第11話

11.

砦中から火の手が上がり、怒号と悲鳴が響き渡る。


最前線は、いつも奴隷を使っていたため、彼らは魔族とまともに戦ったことがなかったのだ。

そして、魔族は引きこもってばかりの臆病者として、攻勢に出る事はないと、たかを括っていた。


それが、突然の、砦への奇襲。

誰もが想像しておらず、混乱していた。

それがまた、戦況を不利に追い込んだ。


だが、彼らにはまだ自信があった。

いつものように奴隷を使えばいいと。

それがまた、取り返しのつかない油断に繋がった。


奴隷を収容している場所に駆け込み、奴隷に戦うように命じる。

そのはず、だった。


どこの収容部屋も、もぬけの殻。

奴隷たちの姿が、誰一人として見つからない。


そうこうしているうちに、魔族たちの攻勢は強くなるばかり。


奴隷に任せっきりにしていた兵士たちは、まともに戦って相手どれる者などいない。


「くそっ!どうなっているんだ!応援は!?」


「通信設備が、すべて壊されています!」


「一体、何が…。
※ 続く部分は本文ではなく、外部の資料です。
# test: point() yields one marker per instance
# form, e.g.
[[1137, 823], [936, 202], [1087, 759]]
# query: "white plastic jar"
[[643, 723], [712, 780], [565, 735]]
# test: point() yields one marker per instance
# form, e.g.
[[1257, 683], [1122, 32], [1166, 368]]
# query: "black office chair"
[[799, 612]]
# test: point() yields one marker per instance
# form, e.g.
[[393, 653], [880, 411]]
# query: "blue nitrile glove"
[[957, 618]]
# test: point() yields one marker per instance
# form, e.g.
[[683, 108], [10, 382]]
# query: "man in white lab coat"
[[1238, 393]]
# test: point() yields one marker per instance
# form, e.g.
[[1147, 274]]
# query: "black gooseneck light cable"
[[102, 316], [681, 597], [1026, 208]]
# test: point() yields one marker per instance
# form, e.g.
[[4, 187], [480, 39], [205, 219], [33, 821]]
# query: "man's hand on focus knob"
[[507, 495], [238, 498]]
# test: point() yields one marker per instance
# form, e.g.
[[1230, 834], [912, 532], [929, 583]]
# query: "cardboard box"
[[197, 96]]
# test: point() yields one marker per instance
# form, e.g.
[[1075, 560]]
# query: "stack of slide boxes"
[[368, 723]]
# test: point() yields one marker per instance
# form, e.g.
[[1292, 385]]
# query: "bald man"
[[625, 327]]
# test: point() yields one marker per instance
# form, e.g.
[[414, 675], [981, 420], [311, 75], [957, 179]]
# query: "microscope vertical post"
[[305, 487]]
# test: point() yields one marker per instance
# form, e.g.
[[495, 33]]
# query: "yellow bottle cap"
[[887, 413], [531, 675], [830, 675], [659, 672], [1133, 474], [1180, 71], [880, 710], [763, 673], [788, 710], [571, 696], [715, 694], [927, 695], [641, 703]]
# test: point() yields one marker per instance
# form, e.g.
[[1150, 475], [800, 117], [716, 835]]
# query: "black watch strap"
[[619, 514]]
どうすれば…。」


遅かれ早かれ、この砦は落ちるだろう。

それならば…。


「降伏だ!降伏の使者を送れ!」


砦の司令官は、降伏を選んだ。

敗北は見るからにわかる。

ならば、生き残るのが、唯一の道。

そう、考えた。

だが……。


「あーあー。人間の皆さん、降伏は認めません。全て皆殺しです。なので無駄なことはしないように。苦しみたくないのなら、抵抗せずに殺されてください、以上!」


何処からか、砦中に女の声が降ってきた。

その内容は、実にシンプルで、彼らにとって、希望が絶たれた瞬間だった。


人間たちはそれを聞いて、絶望に膝をついた。

一部は気が触れたように、笑いながら砦から飛び降りた。

また別の者は、一矢報いると言わんばかりに、無茶苦茶な突撃をする始末。


「神よ!どうか敬虔なる我らを、お救いください。」


「助けてください、神様!」


口々に神に祈りを捧げる。

奇跡が起きて、神が自分たちを救ってくれるのだと信じて。


しかし、彼らが祈る神は虚像。

人間たちが造った、人間にとって都合のいい神。

それが、彼らの信じる神だ。


そして、本物の神は、人間を見捨てた。

むしろ、神が、この状況を望んでいるのだ。

まあそれは、人間には知る由もないのだが。


全ては、人間の行いのせい。

いわば自業自得。

因果応報。

 

この状況を見守っている女神は、その名の通り、慈愛の微笑みを浮かべて、上空から人間がしんでいくのを見守っていたのだった。


これは、女神の裁定。

人間はただ、その結果を受け入れるしかないのだ。



―――――


ミルド王国会議室。


「何!?ジュノ砦が、全滅だと!?どういうことだ!?」


「それが、砦と連絡がつかないので、確認の部隊を送ったところ、砦が崩壊しており、生存者はいない、とのことです。おそらく、敵は魔族かと。」


知らせを持ってきた兵士は、青い顔で報告をしている。

その報告内容に、会議室の面々、国の上層部は黙りこくるしかなかった。

国の上層部も、よもや魔族が攻勢に出ると思っていなかったのである。


 

ミルド王国は、聖ロベスタ公国を通して、全ての国に警告を発した。


魔族が、我々人間の国を滅すために、侵攻してきた、と。


その報告は、全ての国の上層部を、混乱と恐怖の渦に巻き込んだのだった。